As The New York Times revealed:
The antitrust bills were rushed, he said. They would crimp innovation. And they would hurt consumers by disrupting the services that power Apple’s lucrative iPhone, Mr. Cook cautioned at various points, according to five people with knowledge of the conversations.
The phone call was one manifestation of a massive lobbying effort from Big Tech companies:
The calls by Mr. Cook are part of a forceful and wide-ranging pushback by the tech industry since the proposals were announced this month. Executives, lobbyists, and more than a dozen think tanks and advocacy groups paid by tech companies have swarmed Capitol offices, called and emailed lawmakers and their staff members, and written letters arguing there will be dire consequences for the industry and the country if the ideas become law.
Lobbyists and top executives from Amazon and Google have also pressured Congress in recent days as both Republicans and Democrats supported proposals that would regulate Silicon Valley. Lawmakers from the former party are primarily concerned about restrictions on free speech; lawmakers from the latter are worried about high market concentration.
Two weeks ago, a bipartisan group in the House of Representatives unveiled a series of bills meant to “expand opportunities for consumers, workers, and small business owners by holding unregulated Big Tech monopolies accountable for anti-competitive conduct.”
Rep. Ken Buck (R-CO) explained that “Big Tech has abused its dominance in the marketplace to crush competitors, censor speech, and control how we see and understand the world.”

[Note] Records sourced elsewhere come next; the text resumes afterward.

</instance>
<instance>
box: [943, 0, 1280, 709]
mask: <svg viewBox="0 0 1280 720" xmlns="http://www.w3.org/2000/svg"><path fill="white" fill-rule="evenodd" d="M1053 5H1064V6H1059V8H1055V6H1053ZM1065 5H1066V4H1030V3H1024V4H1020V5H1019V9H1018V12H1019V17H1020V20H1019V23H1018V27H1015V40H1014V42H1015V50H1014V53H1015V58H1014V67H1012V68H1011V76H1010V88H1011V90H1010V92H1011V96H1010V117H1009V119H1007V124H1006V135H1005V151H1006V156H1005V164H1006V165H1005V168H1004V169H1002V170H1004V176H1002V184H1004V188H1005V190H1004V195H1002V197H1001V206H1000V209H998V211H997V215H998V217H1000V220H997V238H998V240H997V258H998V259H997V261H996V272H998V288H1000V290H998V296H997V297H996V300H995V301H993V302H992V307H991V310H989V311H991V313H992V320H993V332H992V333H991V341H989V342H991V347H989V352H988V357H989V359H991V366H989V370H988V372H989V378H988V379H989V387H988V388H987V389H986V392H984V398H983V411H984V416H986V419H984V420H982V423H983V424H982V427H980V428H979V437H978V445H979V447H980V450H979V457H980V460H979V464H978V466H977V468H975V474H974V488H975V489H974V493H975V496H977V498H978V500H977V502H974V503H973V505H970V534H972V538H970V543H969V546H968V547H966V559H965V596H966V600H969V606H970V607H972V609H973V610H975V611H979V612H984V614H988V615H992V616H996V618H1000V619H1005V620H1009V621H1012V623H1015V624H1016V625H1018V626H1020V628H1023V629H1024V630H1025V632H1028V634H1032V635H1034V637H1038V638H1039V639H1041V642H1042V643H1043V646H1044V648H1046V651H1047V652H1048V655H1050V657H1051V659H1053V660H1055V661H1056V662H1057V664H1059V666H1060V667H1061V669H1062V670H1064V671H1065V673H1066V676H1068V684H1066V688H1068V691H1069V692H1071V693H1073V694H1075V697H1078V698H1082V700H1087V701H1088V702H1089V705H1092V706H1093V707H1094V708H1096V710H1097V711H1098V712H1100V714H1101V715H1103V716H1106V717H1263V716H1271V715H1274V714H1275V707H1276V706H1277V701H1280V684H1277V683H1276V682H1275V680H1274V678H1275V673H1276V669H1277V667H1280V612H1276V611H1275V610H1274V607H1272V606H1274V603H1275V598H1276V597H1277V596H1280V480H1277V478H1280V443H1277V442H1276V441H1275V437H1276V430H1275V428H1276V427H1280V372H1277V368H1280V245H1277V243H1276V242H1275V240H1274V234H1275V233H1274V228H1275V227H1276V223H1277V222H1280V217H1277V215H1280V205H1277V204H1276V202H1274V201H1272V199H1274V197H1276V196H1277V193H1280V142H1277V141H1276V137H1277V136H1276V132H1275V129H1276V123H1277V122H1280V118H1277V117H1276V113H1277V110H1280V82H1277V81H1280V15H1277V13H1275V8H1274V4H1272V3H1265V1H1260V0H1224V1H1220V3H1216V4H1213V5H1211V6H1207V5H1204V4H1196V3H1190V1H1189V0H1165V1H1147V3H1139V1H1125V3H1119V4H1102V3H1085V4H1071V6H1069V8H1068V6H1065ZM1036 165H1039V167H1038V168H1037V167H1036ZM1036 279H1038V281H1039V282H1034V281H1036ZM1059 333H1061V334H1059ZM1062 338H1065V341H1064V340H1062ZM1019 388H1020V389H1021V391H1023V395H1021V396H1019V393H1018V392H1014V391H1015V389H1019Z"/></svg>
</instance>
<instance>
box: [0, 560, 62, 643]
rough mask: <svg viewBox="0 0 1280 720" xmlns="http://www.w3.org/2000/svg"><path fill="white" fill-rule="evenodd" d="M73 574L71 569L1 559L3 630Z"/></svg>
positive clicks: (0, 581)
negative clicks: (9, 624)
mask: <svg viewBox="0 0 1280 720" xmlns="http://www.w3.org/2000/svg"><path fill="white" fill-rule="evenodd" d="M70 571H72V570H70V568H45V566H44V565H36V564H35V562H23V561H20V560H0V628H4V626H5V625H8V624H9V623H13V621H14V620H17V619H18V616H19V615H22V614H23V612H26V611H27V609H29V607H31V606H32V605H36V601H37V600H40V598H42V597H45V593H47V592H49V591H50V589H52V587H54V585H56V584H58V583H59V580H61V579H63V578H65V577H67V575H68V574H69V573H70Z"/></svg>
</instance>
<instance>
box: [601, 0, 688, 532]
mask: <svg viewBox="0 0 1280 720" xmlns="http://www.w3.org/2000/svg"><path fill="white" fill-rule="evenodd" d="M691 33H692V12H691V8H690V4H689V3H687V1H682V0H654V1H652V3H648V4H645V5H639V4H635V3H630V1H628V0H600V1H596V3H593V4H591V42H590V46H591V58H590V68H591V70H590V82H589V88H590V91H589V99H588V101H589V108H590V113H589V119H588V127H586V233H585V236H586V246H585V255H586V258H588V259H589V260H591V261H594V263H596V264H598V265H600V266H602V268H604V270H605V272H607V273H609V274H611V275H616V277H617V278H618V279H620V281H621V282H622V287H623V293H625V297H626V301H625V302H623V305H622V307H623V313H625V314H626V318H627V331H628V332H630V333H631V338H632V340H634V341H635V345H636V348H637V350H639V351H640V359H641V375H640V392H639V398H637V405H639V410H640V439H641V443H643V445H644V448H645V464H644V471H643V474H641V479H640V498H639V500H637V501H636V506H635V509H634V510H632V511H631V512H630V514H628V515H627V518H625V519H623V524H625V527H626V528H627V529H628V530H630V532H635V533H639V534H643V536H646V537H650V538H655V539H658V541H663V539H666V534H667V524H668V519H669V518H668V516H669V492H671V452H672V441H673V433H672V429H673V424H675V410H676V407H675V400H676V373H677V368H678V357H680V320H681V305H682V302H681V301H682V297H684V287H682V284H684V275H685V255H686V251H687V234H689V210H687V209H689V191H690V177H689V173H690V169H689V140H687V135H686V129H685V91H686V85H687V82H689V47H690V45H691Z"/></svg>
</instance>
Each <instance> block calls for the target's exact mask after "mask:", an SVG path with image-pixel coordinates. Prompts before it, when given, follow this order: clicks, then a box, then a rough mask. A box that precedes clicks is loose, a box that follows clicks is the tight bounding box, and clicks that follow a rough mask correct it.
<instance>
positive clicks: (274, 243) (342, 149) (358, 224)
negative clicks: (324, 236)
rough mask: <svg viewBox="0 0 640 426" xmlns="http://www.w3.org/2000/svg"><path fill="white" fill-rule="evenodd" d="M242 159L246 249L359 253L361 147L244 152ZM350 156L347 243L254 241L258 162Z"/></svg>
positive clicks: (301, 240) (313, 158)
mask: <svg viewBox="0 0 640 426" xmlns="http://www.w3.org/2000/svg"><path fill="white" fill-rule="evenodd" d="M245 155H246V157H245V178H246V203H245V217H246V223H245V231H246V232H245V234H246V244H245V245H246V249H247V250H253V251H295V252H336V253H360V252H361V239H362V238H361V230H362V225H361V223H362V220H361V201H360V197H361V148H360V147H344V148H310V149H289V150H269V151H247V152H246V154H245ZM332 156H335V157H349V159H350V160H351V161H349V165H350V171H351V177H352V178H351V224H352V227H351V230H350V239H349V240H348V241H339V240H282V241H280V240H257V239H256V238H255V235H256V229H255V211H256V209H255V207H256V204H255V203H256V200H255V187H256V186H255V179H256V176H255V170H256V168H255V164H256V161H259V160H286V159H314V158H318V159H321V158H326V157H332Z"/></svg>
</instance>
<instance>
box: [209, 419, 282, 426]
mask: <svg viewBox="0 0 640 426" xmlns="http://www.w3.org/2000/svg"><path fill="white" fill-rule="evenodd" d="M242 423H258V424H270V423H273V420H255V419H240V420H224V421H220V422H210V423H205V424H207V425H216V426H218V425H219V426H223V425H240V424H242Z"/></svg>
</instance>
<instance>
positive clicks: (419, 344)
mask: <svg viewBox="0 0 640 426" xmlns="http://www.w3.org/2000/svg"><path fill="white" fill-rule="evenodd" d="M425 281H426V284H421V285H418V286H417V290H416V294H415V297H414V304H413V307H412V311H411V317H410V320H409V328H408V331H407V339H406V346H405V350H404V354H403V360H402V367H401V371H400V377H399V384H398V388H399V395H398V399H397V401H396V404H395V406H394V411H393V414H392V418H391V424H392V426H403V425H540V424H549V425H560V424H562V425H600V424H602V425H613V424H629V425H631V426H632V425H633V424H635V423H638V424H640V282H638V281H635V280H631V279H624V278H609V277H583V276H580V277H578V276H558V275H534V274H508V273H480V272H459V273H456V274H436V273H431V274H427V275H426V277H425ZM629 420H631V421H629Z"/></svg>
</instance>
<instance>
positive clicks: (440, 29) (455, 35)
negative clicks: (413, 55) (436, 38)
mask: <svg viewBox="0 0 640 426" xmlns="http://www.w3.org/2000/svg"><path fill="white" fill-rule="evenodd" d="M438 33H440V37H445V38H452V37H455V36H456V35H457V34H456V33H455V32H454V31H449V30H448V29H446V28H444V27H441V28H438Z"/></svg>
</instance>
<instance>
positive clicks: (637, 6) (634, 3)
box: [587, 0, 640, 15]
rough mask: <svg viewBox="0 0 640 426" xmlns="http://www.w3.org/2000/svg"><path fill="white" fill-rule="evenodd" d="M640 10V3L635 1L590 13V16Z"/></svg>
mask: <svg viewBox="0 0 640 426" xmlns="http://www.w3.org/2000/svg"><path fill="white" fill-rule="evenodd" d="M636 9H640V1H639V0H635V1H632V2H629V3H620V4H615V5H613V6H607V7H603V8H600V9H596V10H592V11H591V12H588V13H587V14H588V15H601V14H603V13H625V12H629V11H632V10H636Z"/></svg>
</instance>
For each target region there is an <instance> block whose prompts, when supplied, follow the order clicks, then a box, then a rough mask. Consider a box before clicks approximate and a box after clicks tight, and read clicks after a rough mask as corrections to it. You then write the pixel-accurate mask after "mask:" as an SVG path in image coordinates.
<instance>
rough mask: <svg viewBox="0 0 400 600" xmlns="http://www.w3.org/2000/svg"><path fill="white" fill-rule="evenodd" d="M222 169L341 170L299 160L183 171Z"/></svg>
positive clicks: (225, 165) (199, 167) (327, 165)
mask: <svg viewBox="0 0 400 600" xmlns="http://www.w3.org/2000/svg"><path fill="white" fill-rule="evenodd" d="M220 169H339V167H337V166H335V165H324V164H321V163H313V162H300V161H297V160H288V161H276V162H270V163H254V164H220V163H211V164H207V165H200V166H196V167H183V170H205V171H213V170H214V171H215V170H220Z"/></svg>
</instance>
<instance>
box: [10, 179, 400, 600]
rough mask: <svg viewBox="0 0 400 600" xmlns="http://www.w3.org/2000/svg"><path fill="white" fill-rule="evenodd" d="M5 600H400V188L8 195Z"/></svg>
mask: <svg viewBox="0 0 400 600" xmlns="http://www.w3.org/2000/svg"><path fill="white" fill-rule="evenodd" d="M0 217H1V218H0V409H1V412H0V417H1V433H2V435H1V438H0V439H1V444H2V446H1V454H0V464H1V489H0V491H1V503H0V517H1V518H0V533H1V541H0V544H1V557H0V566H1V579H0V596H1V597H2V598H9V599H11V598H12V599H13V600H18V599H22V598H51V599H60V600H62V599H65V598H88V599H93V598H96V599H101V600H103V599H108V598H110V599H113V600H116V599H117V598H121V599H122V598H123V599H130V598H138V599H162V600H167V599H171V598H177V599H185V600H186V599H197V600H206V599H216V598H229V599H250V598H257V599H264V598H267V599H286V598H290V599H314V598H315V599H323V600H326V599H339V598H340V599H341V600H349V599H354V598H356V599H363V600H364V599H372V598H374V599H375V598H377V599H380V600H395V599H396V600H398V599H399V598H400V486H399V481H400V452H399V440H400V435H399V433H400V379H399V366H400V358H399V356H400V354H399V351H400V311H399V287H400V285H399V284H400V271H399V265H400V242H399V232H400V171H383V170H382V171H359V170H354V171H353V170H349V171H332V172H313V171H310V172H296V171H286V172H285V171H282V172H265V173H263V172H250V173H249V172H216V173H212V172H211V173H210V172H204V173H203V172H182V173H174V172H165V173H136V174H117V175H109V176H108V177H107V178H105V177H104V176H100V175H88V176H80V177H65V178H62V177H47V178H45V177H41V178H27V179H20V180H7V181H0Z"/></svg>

Rep. Pramila Jayapal (D-WA) asserted that “not only is self-regulation by Big Tech patently ineffective, but it also comes at the direct expense of workers, consumers, small businesses, our local communities, and the free press.”
Among the proposed bills are:
- The American Innovation and Choice Online Act, which would prohibit “discriminatory conduct by dominant platforms, including a ban on self-preferencing and picking winners and losers online.”
- The Platform Competition and Opportunity Act, which would halt “competitive threats by dominant platforms, as well acquisitions that expand or entrench the market power of online platforms.”
- The Ending Platform Monopolies Act, which would eliminate the ability of dominant platforms to “leverage their control over across multiple business lines to self-preference and disadvantage competitors in ways that undermine free and fair competition.”
Gov. Ron DeSantis (R-FL) recently signed a bill to stop the censorship of Floridians by social media companies.
“This session, we took action to ensure that ‘We the People’ — real Floridians across the Sunshine State — are guaranteed protection against the Silicon Valley elites,” remarked the governor. “Many in our state have experienced censorship and other tyrannical behavior firsthand in Cuba and Venezuela. If Big Tech censors enforce rules inconsistently, to discriminate in favor of the dominant Silicon Valley ideology, they will now be held accountable.”